Indubitablement, avec le 1994 qui suit, le vin le plus marquant de la dégustation.

Altenberg de Bergheim 1995

Le seul défaut de ce 2005 est de se retrouver coincé entre deux monuments et son seul bémol (s’il y a lieu de parler de bémol) est d’être plus puissant, un peu plus marqué par les amers.
Cependant, cette richesse relative réussit aussi à se faire ici mûre, juteuse, croquante et les épices et la salinité que l’on y retrouve aussi avec bonheur classent quand même ce vin dans les tout grands….
S’il avait été dégusté seul, il nous aurait clairement aussi mis à genoux.

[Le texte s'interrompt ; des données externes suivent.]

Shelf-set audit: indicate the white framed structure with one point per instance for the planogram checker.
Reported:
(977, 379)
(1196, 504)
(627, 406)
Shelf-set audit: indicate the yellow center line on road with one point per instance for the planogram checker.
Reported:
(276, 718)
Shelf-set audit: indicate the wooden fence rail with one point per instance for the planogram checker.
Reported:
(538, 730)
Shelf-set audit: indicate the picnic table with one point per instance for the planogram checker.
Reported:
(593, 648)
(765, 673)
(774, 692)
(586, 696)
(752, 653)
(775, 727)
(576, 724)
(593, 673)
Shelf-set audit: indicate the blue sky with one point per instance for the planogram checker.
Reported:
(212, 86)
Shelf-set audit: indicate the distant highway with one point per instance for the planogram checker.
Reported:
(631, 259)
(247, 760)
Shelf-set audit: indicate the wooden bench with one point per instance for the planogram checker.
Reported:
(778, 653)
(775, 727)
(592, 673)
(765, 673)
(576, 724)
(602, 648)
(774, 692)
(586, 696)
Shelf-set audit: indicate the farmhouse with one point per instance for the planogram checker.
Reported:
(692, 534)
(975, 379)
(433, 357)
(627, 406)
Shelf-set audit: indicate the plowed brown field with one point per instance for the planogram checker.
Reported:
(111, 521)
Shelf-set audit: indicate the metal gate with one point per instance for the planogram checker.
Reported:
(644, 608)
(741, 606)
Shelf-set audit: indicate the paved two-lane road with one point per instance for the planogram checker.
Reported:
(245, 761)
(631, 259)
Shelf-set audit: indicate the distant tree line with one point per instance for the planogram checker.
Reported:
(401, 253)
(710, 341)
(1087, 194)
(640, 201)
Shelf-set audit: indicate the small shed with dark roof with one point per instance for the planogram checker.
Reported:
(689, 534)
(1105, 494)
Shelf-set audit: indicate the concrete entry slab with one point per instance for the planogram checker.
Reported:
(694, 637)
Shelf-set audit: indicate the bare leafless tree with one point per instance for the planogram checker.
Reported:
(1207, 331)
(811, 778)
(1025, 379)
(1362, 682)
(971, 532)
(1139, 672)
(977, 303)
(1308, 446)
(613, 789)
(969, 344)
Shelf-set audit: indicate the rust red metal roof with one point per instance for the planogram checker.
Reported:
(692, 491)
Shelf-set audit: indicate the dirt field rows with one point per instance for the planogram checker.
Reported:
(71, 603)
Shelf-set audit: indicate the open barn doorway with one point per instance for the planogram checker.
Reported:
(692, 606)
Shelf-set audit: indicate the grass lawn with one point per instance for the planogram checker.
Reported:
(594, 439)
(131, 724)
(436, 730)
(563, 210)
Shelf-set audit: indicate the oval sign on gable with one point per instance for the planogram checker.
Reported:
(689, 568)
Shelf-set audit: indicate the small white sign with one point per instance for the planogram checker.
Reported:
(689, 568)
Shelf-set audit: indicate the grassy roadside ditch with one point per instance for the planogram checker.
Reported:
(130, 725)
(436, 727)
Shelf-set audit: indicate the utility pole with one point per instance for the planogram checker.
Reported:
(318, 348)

Altenberg de Bergheim 1994

Comme pour le 1996, l’évolution est à nouveau dans la complexité fine, aérienne, tout en nuances, avec un fruit qui marque plus et une truffe en retrait.
En bouche, l’amplitude cède le pas à une autre forme d’équilibre où l’acidité et le fruit citrique étirent le vin comme une flèche de cathédrale, non sans manquer de gras.
Mais le plus remarquable dans ce vin est la sensation de vibration tactile comme si le palais était soudainement comme électrifié par la matière vivante.
C’est évidemment, en tous points, remarquable et un véritable plaidoyer pour « attendre » les vins du Domaine.

Conclusion

Admettre un jour qu’on a compris les grands vins alsaciens serait d’une prétention que je laisse volontiers à ceux qui survivent par leur ego, d’autant que je pense toujours que la prétention de connaissance nivèle l’émotion, comme si on pouvait avancer à la première vue d’un grand tableau ou d’une grande sculpture, l’avoir assimilée.
Par contre, il est absolument indéniable que, dans l’émotion, une telle verticale apporte un raz de marée d’informations qui confortent en nous l’image de ce que l’on souhaite rencontrer à travers un vin de grand terroir.
Même sous la puissance solaire explosive, même quelquefois sous l’amplitude et la rondeur résiduelle, un vin peut toucher à l’âme, surtout quand il parvient à exprimer avec tant de bonheur cette union sacrée entre les agrumes, le floral, les épices, la fraicheur, le gras, les amers nobles et la salinité.
Il est tout aussi clair, comme on l’a vu avec 2010 et 2008, que si ce message apparaît déjà clairement dans la jeunesse, il faut une quinzaine d’année de façonnage de la profondeur pour que ces vins touchent au monumental, à ce que Jean-Michel Deiss appelle la « totalité aboutie », une totalité qui appelle à la rêverie romantique.